Wir rufen mit diesem Call zur gemeinsamen Tagung der Sektionen Kultur- und Europasoziologie dazu auf, die kulturelle Dimension aktueller Konflikte und Konfliktkonstellationen in und um Europa zu beleuchten und dabei das wechselseitige Potenzial kultur- und europasoziologischer Konzepte und Forschungsmethodiken hervorzuheben. Was „Europa“ ist, welche Rolle „Europa“ in den Beiträgen zur Tagung spielt, welche Konflikte und sozialen Prozesse in den einzelnen Beiträgen als spezifisch „europäisch“ beziehungsweise in einem „europäischen Rahmen“ betrachtet werden, kann und sollte in den jeweiligen Beiträgen ausbuchstabiert werden. Auch ließe sich im Sinne einer Beobachtung zweiter Ordnung die Frage stellen, warum die Verwendung des Kulturbegriffs in Bezug auf Europa momentan in verschiedenen Diskursen und Kontexten eine starke Konjunktur erlebt. Zur Debatte steht dann nicht nur, was mit dem Begriff „Kultur“ beobachtet wird, sondern auch, welche Folgen eine solche kulturelle, wenn nicht kulturalistische Rahmung Europas haben könnte.

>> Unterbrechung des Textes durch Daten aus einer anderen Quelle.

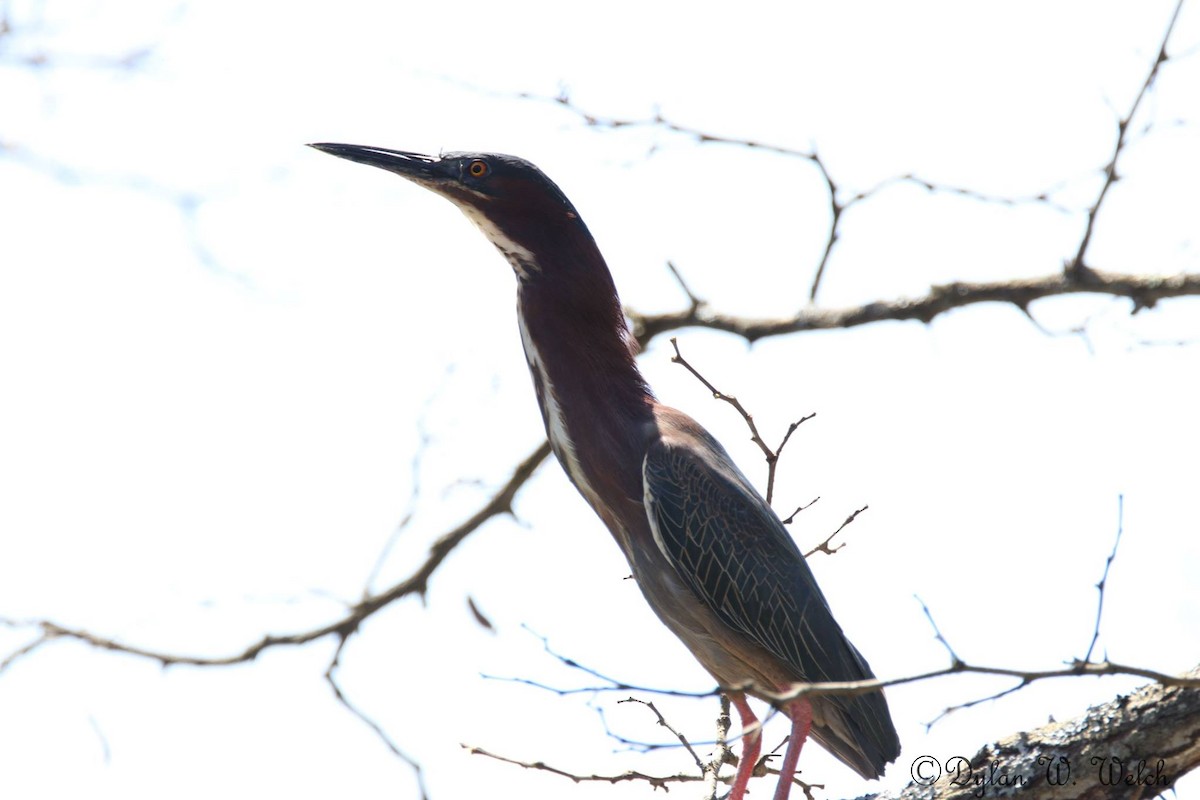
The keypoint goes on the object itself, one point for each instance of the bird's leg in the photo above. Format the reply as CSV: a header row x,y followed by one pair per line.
x,y
802,720
751,744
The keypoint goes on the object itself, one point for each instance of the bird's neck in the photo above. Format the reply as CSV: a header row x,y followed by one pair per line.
x,y
594,402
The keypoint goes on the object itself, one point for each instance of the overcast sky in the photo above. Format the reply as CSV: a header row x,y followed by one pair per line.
x,y
233,365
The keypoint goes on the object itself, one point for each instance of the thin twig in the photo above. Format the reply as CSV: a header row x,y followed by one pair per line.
x,y
1104,578
771,456
823,547
1077,266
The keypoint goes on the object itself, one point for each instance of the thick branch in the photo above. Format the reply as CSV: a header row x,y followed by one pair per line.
x,y
414,584
1133,747
1145,290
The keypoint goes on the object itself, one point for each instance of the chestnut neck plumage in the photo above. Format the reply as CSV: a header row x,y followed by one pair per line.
x,y
594,402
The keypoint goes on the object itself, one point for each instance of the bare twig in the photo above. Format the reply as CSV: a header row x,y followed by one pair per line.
x,y
823,547
1104,578
414,584
1077,266
721,752
772,456
663,722
389,743
791,517
658,782
1145,292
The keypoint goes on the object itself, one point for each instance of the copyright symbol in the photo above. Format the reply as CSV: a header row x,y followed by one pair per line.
x,y
925,770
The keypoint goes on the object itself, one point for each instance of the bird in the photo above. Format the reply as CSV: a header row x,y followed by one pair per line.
x,y
708,553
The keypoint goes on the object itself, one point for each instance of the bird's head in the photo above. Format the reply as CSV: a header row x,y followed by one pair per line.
x,y
517,208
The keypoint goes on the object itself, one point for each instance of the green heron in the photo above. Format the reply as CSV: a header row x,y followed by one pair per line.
x,y
711,557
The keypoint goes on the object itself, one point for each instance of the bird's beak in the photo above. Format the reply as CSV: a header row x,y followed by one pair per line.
x,y
426,170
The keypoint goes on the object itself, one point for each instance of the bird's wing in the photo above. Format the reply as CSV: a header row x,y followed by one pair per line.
x,y
731,549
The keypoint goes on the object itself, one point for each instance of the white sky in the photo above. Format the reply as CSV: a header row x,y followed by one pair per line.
x,y
208,426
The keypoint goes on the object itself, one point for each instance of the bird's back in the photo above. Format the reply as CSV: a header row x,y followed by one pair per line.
x,y
768,624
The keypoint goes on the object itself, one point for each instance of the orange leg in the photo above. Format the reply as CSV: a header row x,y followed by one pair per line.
x,y
751,745
802,721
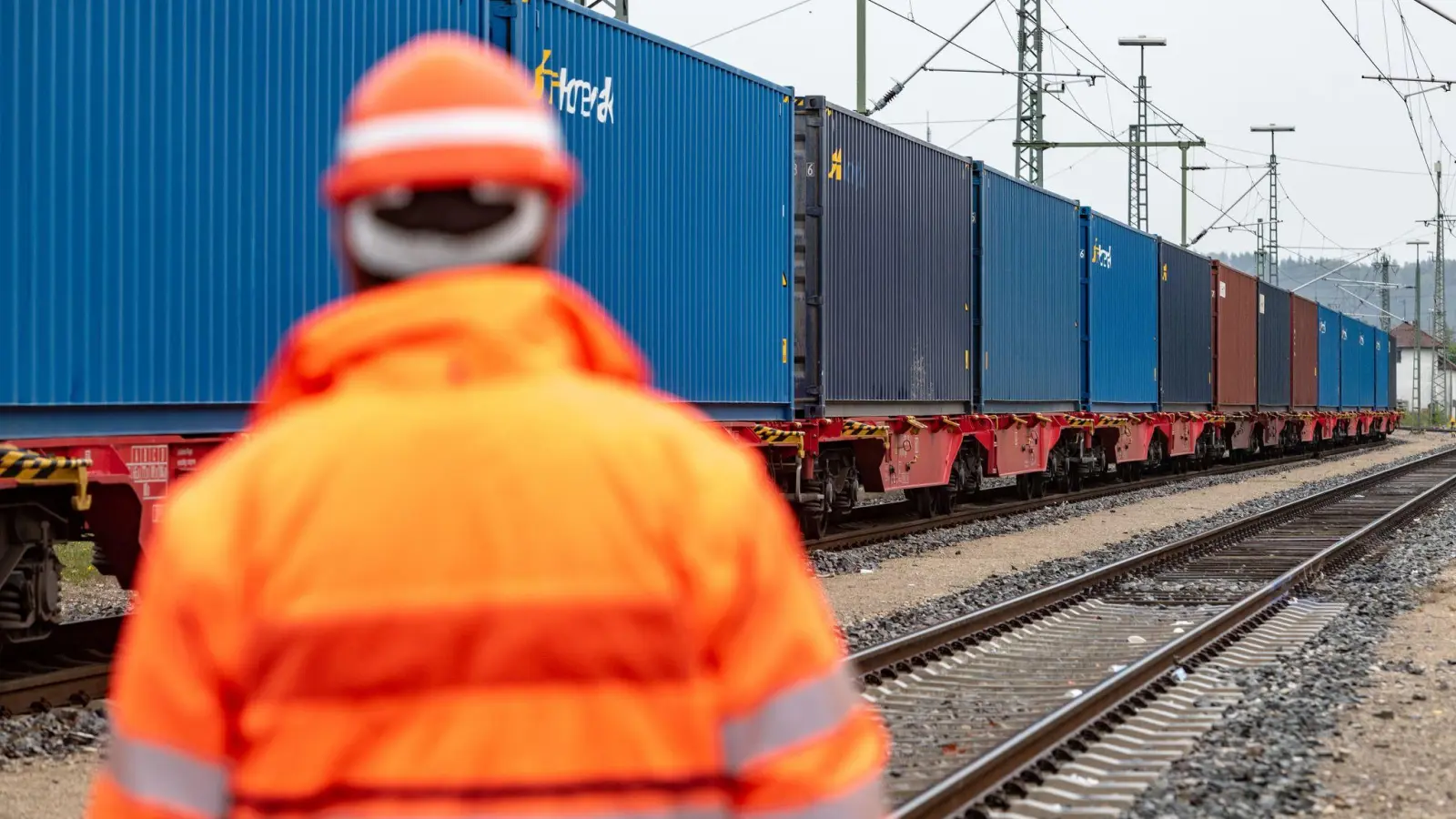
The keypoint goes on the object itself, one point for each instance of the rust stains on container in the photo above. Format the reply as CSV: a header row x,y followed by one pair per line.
x,y
1235,339
1303,351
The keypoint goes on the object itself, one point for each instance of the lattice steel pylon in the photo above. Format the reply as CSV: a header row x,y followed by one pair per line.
x,y
1138,157
1273,234
1385,292
1416,322
1028,94
1441,379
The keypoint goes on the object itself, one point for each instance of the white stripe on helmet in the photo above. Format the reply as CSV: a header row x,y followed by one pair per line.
x,y
450,127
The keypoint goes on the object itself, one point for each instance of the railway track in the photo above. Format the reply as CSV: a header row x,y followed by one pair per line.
x,y
1067,702
70,668
888,521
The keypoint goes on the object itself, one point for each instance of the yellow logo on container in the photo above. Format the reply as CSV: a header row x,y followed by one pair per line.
x,y
574,96
836,165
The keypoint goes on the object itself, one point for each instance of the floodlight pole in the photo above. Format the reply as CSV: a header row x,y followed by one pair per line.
x,y
1273,235
1138,136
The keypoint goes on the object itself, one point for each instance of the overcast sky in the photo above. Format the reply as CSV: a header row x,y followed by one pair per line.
x,y
1227,66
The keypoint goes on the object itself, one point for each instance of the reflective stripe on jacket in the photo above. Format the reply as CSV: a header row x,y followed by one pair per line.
x,y
468,564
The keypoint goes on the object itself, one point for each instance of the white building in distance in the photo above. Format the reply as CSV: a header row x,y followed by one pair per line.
x,y
1404,337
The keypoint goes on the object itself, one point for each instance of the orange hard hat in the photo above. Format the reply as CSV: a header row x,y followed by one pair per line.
x,y
448,109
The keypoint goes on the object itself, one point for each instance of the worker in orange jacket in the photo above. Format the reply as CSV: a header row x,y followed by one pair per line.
x,y
466,562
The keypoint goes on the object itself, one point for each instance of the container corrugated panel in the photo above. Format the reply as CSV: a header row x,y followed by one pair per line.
x,y
1382,369
883,268
1303,351
1235,339
1120,321
1329,359
683,229
1184,329
1028,296
1274,347
1356,365
160,198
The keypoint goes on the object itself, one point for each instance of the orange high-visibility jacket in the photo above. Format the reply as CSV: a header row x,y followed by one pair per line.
x,y
468,564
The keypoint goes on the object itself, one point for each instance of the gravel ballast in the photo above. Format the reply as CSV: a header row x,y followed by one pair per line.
x,y
1263,758
1006,586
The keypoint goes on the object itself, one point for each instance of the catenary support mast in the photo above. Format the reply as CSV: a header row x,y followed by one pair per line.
x,y
1028,94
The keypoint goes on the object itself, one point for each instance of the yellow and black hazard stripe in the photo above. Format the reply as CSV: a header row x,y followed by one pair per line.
x,y
776,436
29,467
863,430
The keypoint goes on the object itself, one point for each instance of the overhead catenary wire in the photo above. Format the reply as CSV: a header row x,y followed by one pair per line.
x,y
790,7
1057,98
895,91
1283,159
1376,66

Wir gehen folglich nicht von einem spezifischen Kultur- und Konfliktbegriff aus, sondern laden die Beitragenden dazu ein, ihre jeweilige Bezugnahme auf Konzepte von Kultur und Konflikt im Rahmen der Tagung zu erläutern. Auch gibt es keine spezifischen Vorgaben hinsichtlich des inhaltlichen Zuschnitts und der Konzeption der Beiträge: Fallstudien, empirische Analysen quantitativer und/oder qualitativer Art und theoretische Beiträge sind gleichermaßen willkommen. Auch historisch informierte Perspektiven sind erwünscht. Wir möchten zudem ausdrücklich auch Nachwuchswissenschaftler:innen einladen, passende Vortragsvorschläge einzureichen.

Bitte reichen Sie Ihren Beitragsvorschlag mit Titel, Abstract (max. 500 Wörter) und Kontaktdaten bis zum 28. Februar 2022 unter der E-Mail-Adresse kultur.europa.soziologie@gmail.com ein. Etwaige Nachfragen können Sie bis zum Ablauf des Calls gerne auch an diese E-Mail-Adresse richten. Alle Einsendenden erhalten zwischen Mitte und Ende März 2022 eine Rückmeldung über die Annahme zur Tagung.

Grundlegende organisatorische Hinweise:
Die Tagung ist als Präsenzveranstaltung am Standort Erlangen der FAU Erlangen-Nürnberg unter Einhaltung der jeweils geltenden Hygiene-Maßnahmen geplant. Sollte es aufgrund weiterer Komplikationen durch die anhaltende Covid-19-Pandemie nötig sein, vom Präsenzformat abzuweichen, wird die Veranstaltung zum o.g. Termin online stattfinden. Über eine Verlegung ins Online-Format würden wir die Beitragenden frühzeitig informieren, also bis spätestens 6-8 Wochen vor Tagungsbeginn. Hybridlösungen und -formate sind nicht vorgesehen.